I endorse the kind words of the hon. Member for St. Pancras, North (Mr. Stallard). He introduced the Bill with the competence that we have come to expect of him. The debate has not been partisan, although there have been one or two criticisms of the Government on such matters as housing and employment. There is no need for any Conservative Member of Parliament to defend his party's performance to Londoners. They passed their verdict last week. It is worth reminding Opposition Members that we increased our overall haul of seats in London handsomely. The increase has been from 713 in 1974, to 960 in 1978 and 978 in 1982. That compares with a slump in Labour seats from 1,090 in 1974 to 784 last week. We had speeches from hon. Members representing Croydon where the Conservative majority increased from 38 to 54, from Hillingdon where the increase was from 35 to 45 and from Bromley where the increase was from 42 to 46.
I need only quote what the right hon. Member for Manchester, Ardwick (Mr. Kaufman) said about the matter:In many London boroughs there was a swing from Labour to a position even worse than in 1979.It is worth pointing out that a number of Greater London Members who spoke in the debate today would not have been here had there been a parliamentary election last week.
I see that in the constituency of the hon. Member for Croydon, North-West (Mr. Pitt) the Conservatives polled twice as many votes as the hon. Gentleman's party. The hon. Member for Battersea, South (Mr. Dubs) would also have been out, as would a large number of other Labour Members whom I shall not embarrass by naming. There was also a very encouraging result in Mitcham and Morden, and I am sure that Miss Angela Rumbold will do very well when her time comes a few weeks from now.
Any hon. Member representing a London seat who wanted coverage in his local paper had only to speak on part III dealing with sex shops. From what I know of local papers, they will print in full any comment that any hon. Member makes on the subject, probably with a photograph of him at the top. As I have no need for any extra exposure in my own local paper, I shall make no comment on that in relation to my constituency, except to say that it seems to be the only constituency in Greater London that is not threatened with—or promised, depending on one's point of view—such an establishment.
One or two points were raised about the relationship between the provisions of the Bill and those of the Local Government (Miscellaneous Provisions) Bill currently going through Parliament. I am grateful to the hon. Member for St. Pancras, North for his helpful remarks about the provisions that the Government have now added to that Bill.

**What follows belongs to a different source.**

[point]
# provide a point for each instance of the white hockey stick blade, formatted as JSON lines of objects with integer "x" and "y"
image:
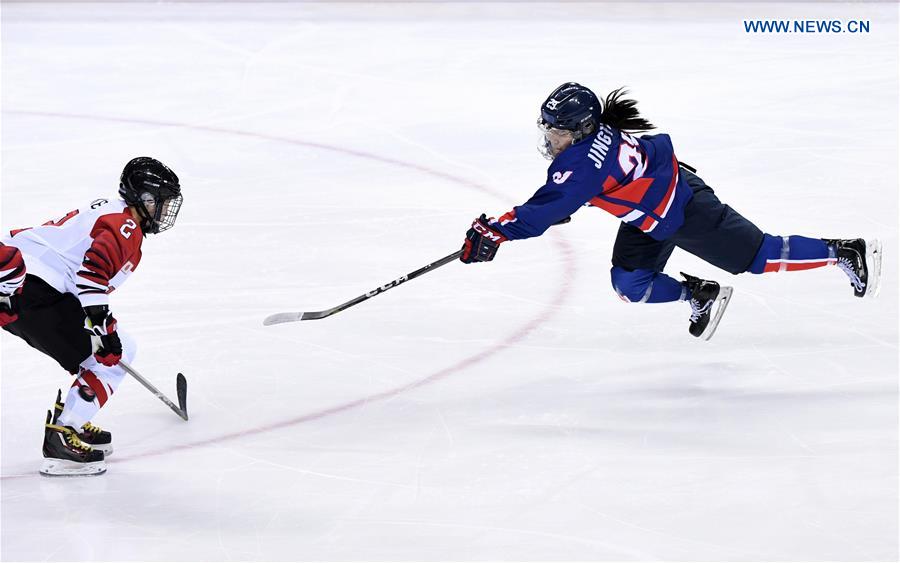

I liked the air of injured innocence with which the hon. Gentleman introduced the subject of sex encounter premises, as though he had no idea what they were. I should mention that the addition of these premises, which were adequately described in the debate, to the provisions of the local government Bill, will be debated on Monday in another place, so if any hon. Member does not know 1062 what they are I suggest that he goes to the other place on Monday, when I am sure that the matter will be fully ventilated.
The hon. Member for Tooting (Mr. Cox) mentioned various points of detail about publicity. Under the Government's proposals on sex shops, notices would have to be affixed to the premises or close by, informing people that an application was being made for a licence. That is in addition to the publication of notices in the local paper. With regard to opening hours, under the Government's proposals, the local authority could attach conditions to the licence regulating the hours of opening and closing and could consider requiring the premises to be closed on Sundays. The local government Bill also makes provision for local authorities to insert restrictions of that kind.
My hon. Friend the Member for Ravensbourne (Mr. Hunt) drew attention to the relationship between high rates and unemployment. He referred to the problem facing many Londoners in that accommodation that would previously have been available to them is being taken over by overseas visitors. This was mentioned by a number of other hon. Members. On this, I refer hon. Members to a perceptive publication entitled "Tourism: Blessing or Blight?" that I wrote some 10 years ago and which considers the relationship in some detail.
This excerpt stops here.